I don't think they are all British at all, they certainly weren't all British 10 years ago when one applied directly in the embassy and I don't see why that would have changed now but I don't think that's the problem. ECOs are heavily overworked, they go through god knows how many applications a day and they are after all only human. So it's a bit unreasonable to expect them to go through 50-100 documents in 10-15 minutes they have to make their decision and never make a mistake. The problem is that there is no quick complaints/appeals procedure and that it takes a long time. Ideally, since most of the money collected through visa application fees is pure profit, more people should be hired to go through the applications and they should be given more time in which to consider a single application. There should also be an easy and speedy way to review cases where the applicants believe they were rejected incorrectly, even if there was an additional charge for this service. I could be wrong but that's what I think...


----------



## _shel (Mar 2, 2014)

I agree with most of that but as for visa application fees being profit not so, the department runs at a loss. One ECO will be on a salary of £16-£30k regardless where they work in the world, double that for actual employment costs taking into account employers NI and pensions etc. Plus buildings, utilities, equipment, contracting services etc. It certainly isn't making a profit. 

Though they are definitely overworked. I know someone who works in the Liverpool office, he told us horror stories last year of the workload and empty posts that cant be filled due to a blockage on hiring due to the cuts. So he is doing his own cases and as many more as he can manage from unallocated cases. 

That said though depending on the quality, verifiability and if the other documents where actually included and in the required format means the statement I highlighted above may come into play. 

Personally I dont think them being British or not has any bearing on it. If they were unable to fulfil the requirements of the job ie speak english they wouldn't be hired.


----------



## ashkevron (May 1, 2012)

There was something about it I've read in the newspapers a couple of years ago but I can't find the link now, it may not exist any more. All I could find was this

http://s9.postimg.org/v9gh5tedb/Clip.jpg

I clipped the image a bit but the document seems genuine. Don't know how things look when other types of visa applications from outside the UK add up but they don't seem to be losing much money if this is anything to go by... I've provided them with a 440% profit on my ILR application in October last year


----------



## Joppa (Sep 7, 2009)

Australia charge around £2,000 for skilled migrant visa.


----------



## _shel (Mar 2, 2014)

Australia has just increased spouse visa fees, it is now £3930 half that again for each child.

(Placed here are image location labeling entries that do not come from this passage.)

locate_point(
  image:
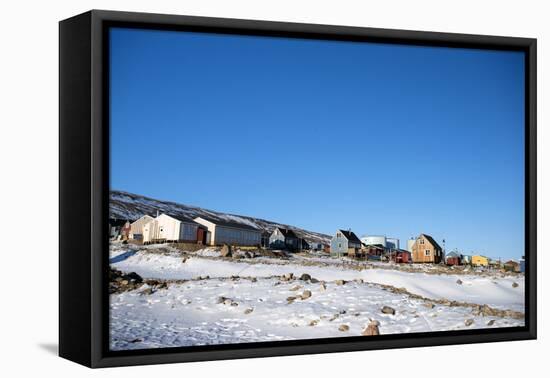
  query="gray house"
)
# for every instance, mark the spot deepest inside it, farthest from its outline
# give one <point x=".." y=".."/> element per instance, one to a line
<point x="344" y="243"/>
<point x="283" y="238"/>
<point x="226" y="231"/>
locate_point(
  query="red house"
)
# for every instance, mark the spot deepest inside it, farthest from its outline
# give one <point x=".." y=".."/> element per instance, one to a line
<point x="452" y="258"/>
<point x="401" y="256"/>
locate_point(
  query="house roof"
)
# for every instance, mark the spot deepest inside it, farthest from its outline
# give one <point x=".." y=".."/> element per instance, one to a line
<point x="374" y="245"/>
<point x="287" y="233"/>
<point x="180" y="218"/>
<point x="229" y="223"/>
<point x="432" y="241"/>
<point x="350" y="236"/>
<point x="117" y="222"/>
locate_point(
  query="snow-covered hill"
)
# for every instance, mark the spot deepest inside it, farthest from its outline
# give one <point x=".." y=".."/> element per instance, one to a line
<point x="123" y="205"/>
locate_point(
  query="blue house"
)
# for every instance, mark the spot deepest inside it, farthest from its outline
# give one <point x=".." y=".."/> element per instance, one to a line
<point x="284" y="238"/>
<point x="522" y="264"/>
<point x="344" y="243"/>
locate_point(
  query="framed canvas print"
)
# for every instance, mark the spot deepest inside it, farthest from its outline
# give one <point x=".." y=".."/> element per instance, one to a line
<point x="234" y="188"/>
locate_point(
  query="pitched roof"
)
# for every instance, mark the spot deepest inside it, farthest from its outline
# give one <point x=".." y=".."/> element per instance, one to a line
<point x="287" y="233"/>
<point x="350" y="236"/>
<point x="230" y="223"/>
<point x="180" y="218"/>
<point x="380" y="246"/>
<point x="432" y="241"/>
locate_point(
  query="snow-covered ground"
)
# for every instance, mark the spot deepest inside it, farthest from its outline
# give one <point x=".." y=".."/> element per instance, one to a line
<point x="189" y="312"/>
<point x="491" y="290"/>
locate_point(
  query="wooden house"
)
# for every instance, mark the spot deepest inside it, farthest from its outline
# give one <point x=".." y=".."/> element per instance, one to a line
<point x="426" y="250"/>
<point x="453" y="258"/>
<point x="284" y="238"/>
<point x="512" y="266"/>
<point x="345" y="243"/>
<point x="168" y="228"/>
<point x="136" y="228"/>
<point x="373" y="251"/>
<point x="466" y="259"/>
<point x="264" y="242"/>
<point x="401" y="256"/>
<point x="479" y="260"/>
<point x="226" y="231"/>
<point x="115" y="227"/>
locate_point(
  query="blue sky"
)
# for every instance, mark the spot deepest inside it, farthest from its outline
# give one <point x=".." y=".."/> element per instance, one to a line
<point x="382" y="139"/>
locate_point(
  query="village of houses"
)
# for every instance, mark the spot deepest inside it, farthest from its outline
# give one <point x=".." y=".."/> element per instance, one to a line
<point x="179" y="281"/>
<point x="345" y="243"/>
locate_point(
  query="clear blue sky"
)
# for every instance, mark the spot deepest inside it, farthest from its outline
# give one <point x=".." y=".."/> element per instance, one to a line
<point x="382" y="139"/>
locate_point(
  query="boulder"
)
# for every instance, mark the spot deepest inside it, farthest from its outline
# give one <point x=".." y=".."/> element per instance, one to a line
<point x="287" y="277"/>
<point x="372" y="329"/>
<point x="306" y="294"/>
<point x="148" y="291"/>
<point x="291" y="299"/>
<point x="343" y="328"/>
<point x="226" y="251"/>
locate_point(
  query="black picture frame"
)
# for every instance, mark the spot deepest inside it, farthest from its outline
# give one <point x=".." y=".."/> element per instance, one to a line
<point x="84" y="187"/>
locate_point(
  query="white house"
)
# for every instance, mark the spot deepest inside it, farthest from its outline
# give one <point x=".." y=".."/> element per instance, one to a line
<point x="230" y="232"/>
<point x="166" y="228"/>
<point x="136" y="228"/>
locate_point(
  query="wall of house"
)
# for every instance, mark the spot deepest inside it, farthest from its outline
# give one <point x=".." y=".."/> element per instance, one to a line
<point x="480" y="260"/>
<point x="338" y="245"/>
<point x="234" y="236"/>
<point x="277" y="239"/>
<point x="168" y="227"/>
<point x="419" y="251"/>
<point x="136" y="229"/>
<point x="188" y="232"/>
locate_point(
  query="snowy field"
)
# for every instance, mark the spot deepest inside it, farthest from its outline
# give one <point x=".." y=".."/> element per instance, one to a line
<point x="203" y="304"/>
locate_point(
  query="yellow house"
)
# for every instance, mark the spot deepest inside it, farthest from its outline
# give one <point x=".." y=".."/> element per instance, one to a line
<point x="480" y="260"/>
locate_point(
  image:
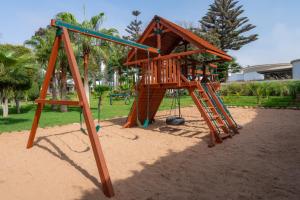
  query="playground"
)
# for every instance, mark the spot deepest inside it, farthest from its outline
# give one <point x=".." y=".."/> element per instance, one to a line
<point x="90" y="113"/>
<point x="161" y="162"/>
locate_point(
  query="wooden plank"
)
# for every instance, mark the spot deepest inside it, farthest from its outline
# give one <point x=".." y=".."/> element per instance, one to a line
<point x="212" y="108"/>
<point x="58" y="102"/>
<point x="96" y="146"/>
<point x="159" y="71"/>
<point x="213" y="130"/>
<point x="43" y="92"/>
<point x="221" y="108"/>
<point x="155" y="71"/>
<point x="173" y="55"/>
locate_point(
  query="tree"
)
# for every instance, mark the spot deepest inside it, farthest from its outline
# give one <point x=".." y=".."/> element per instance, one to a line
<point x="134" y="28"/>
<point x="225" y="27"/>
<point x="63" y="60"/>
<point x="41" y="43"/>
<point x="16" y="73"/>
<point x="92" y="50"/>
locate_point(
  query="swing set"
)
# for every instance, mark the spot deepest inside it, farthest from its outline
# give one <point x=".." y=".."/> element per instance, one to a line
<point x="62" y="36"/>
<point x="159" y="67"/>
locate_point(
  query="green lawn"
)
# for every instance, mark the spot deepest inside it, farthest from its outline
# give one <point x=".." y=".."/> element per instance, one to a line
<point x="16" y="122"/>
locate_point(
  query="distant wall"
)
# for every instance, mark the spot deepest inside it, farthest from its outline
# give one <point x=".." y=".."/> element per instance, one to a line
<point x="296" y="69"/>
<point x="253" y="76"/>
<point x="235" y="77"/>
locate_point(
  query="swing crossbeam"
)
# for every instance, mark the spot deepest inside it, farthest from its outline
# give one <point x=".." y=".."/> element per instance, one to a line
<point x="59" y="102"/>
<point x="102" y="36"/>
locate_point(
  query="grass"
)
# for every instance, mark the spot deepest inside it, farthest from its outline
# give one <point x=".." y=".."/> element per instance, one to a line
<point x="272" y="101"/>
<point x="17" y="122"/>
<point x="23" y="121"/>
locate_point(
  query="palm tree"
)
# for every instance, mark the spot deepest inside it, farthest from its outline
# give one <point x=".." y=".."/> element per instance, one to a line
<point x="63" y="60"/>
<point x="93" y="50"/>
<point x="42" y="42"/>
<point x="14" y="77"/>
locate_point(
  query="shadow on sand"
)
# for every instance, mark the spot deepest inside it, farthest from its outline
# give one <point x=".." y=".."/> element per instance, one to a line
<point x="256" y="164"/>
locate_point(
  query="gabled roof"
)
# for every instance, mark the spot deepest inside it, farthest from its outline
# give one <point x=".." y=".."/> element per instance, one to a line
<point x="172" y="35"/>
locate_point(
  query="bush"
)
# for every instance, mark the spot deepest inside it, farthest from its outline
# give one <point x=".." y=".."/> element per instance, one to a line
<point x="100" y="89"/>
<point x="262" y="89"/>
<point x="34" y="91"/>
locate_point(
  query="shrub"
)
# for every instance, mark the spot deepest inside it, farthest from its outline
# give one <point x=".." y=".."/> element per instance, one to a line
<point x="34" y="91"/>
<point x="263" y="89"/>
<point x="100" y="89"/>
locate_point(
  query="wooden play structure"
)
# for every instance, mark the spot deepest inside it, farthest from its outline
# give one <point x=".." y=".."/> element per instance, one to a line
<point x="176" y="67"/>
<point x="164" y="55"/>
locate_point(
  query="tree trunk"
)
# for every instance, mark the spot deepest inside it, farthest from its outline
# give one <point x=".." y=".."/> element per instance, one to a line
<point x="18" y="107"/>
<point x="86" y="77"/>
<point x="5" y="107"/>
<point x="54" y="92"/>
<point x="94" y="80"/>
<point x="63" y="87"/>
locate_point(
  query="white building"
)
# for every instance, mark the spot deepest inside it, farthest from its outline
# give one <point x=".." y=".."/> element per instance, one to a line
<point x="296" y="69"/>
<point x="277" y="71"/>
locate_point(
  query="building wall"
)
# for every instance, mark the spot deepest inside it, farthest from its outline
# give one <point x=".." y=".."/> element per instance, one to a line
<point x="253" y="76"/>
<point x="296" y="69"/>
<point x="235" y="77"/>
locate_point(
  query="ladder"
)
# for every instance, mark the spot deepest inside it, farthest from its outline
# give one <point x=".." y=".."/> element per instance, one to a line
<point x="218" y="128"/>
<point x="221" y="107"/>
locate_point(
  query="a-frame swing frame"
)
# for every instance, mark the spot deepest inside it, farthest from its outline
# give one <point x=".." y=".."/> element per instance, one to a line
<point x="63" y="36"/>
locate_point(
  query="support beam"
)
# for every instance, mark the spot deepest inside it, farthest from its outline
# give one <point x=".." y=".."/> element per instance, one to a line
<point x="102" y="36"/>
<point x="43" y="93"/>
<point x="96" y="146"/>
<point x="173" y="55"/>
<point x="59" y="102"/>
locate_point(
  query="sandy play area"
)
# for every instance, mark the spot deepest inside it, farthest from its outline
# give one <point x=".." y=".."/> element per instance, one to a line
<point x="162" y="162"/>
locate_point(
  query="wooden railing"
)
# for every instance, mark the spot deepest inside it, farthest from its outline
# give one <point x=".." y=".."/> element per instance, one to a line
<point x="161" y="71"/>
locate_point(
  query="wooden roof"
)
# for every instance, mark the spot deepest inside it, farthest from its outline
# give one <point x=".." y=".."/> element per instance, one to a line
<point x="171" y="36"/>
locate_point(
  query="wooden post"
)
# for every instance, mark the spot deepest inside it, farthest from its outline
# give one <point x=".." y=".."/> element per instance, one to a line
<point x="43" y="92"/>
<point x="86" y="76"/>
<point x="98" y="154"/>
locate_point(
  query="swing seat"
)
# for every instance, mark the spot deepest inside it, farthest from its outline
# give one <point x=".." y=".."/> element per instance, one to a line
<point x="146" y="123"/>
<point x="98" y="127"/>
<point x="175" y="120"/>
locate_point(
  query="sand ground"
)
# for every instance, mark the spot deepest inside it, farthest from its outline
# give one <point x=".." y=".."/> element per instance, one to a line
<point x="162" y="162"/>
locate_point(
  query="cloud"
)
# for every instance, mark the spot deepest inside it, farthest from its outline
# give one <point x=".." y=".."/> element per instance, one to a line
<point x="281" y="44"/>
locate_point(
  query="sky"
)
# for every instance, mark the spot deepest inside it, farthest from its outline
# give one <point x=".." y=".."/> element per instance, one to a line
<point x="277" y="21"/>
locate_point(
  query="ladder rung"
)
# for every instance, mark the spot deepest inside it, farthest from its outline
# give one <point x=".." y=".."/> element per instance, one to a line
<point x="215" y="116"/>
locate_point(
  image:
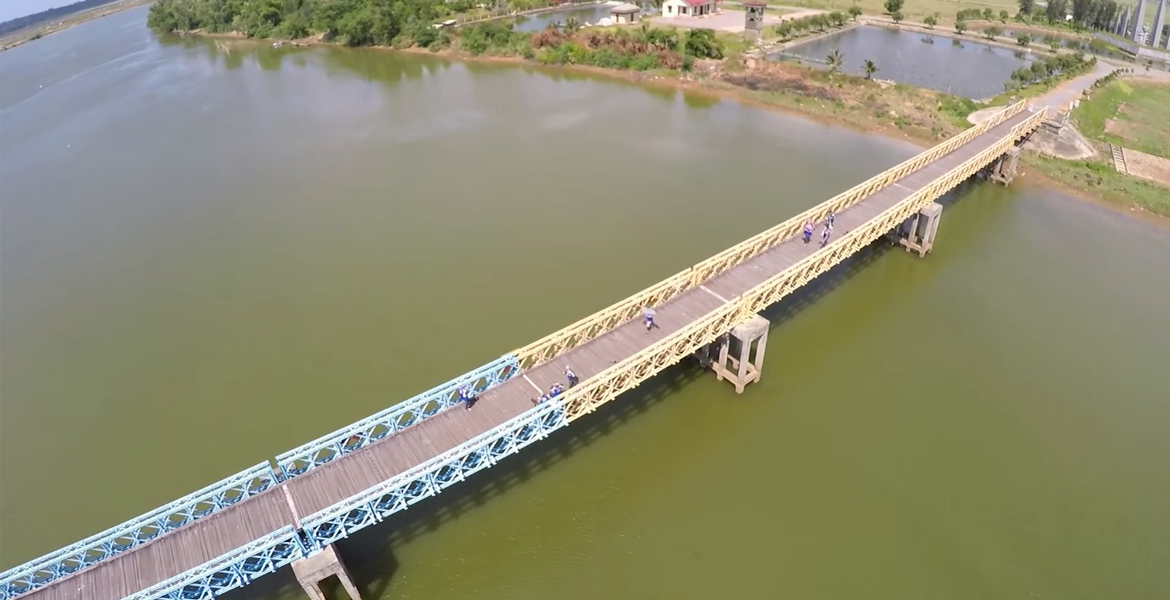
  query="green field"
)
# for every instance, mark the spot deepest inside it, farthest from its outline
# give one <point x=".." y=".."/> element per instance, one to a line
<point x="913" y="9"/>
<point x="1101" y="180"/>
<point x="1135" y="115"/>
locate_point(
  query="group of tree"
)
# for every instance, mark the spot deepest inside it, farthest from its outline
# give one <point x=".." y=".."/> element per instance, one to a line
<point x="1086" y="14"/>
<point x="355" y="22"/>
<point x="646" y="48"/>
<point x="817" y="22"/>
<point x="1043" y="71"/>
<point x="835" y="60"/>
<point x="894" y="9"/>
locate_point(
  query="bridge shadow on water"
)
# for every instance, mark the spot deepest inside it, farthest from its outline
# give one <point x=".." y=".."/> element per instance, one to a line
<point x="370" y="553"/>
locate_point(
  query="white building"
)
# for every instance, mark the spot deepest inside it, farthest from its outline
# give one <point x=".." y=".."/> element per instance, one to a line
<point x="689" y="7"/>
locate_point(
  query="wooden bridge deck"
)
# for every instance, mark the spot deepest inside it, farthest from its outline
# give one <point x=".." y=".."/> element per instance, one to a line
<point x="344" y="477"/>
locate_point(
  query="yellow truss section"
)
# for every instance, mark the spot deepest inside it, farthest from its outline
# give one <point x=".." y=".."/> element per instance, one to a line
<point x="606" y="319"/>
<point x="628" y="373"/>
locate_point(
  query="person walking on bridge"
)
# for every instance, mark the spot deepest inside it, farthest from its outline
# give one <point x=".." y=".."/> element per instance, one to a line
<point x="467" y="398"/>
<point x="648" y="316"/>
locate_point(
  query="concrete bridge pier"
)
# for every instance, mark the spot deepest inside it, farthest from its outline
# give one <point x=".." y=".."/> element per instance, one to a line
<point x="315" y="569"/>
<point x="921" y="229"/>
<point x="1003" y="170"/>
<point x="736" y="352"/>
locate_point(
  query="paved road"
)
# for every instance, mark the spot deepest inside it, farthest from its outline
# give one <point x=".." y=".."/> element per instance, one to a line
<point x="1059" y="97"/>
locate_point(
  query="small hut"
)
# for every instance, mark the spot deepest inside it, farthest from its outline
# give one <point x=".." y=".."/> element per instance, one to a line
<point x="625" y="13"/>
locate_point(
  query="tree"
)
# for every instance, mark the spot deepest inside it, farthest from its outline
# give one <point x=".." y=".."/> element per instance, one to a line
<point x="1081" y="11"/>
<point x="834" y="60"/>
<point x="869" y="68"/>
<point x="701" y="43"/>
<point x="1055" y="11"/>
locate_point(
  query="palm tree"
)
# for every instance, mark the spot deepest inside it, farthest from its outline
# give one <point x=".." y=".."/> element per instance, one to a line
<point x="834" y="61"/>
<point x="871" y="69"/>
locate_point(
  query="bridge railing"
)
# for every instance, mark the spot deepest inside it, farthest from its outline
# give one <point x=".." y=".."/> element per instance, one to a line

I paid almost £2k in 2009  they are rapidly increasing all their fees.


----------



## Joppa (Sep 7, 2009)

Makes UK fees quite reasonable in comparison, but isn't it the case that Australian fees include all future applications up to permanent residency?


----------



## ashkevron (May 1, 2012)

Joppa said:


> Australia charge around £2,000 for skilled migrant visa.


Well yes, but they have to find the funding somewhere to pay the people who are chasing crocodiles out of the shallows so beaches are safe and £2,000 is hardly enough to train a skilled crocodile hunter 

... I'm losing it, this 10 hour work session seems to be taking its toll...

Seriously though, as my ex-boyfriend used to say, let's try and look up to the people, countries and rules which try to make things and life better, not worse.


----------



## _shel (Mar 2, 2014)

Yes for spouses. Not so for some skilled visas but that fee for spouses covers the second application to ensure the relationship is ongoing. Forgot that had to be paid again in the UK, soneti more than one more time if the applicant doesnt have enough time in the UK. 

Expensive stuff this migration lark. The fees in themselves should be a sort of pre payment for health & welfare!


----------



## ashkevron (May 1, 2012)

> Expensive stuff this migration lark. The fees in themselves should be a sort of pre payment for health & welfare!


 We need an animated smiley for someone enthusiastically nodding their head!


----------



## Joppa (Sep 7, 2009)

Temporary partner visa (subclass 309) first, then permanent partner visa (subclass 100) 2 years later in Australia. Total cost A$4,630 (around £2,513). This is applying outside Australia. In-country application costs more, $6,865 (£3,733). 
Naturalisation fee is modest, only $260 (£141).


----------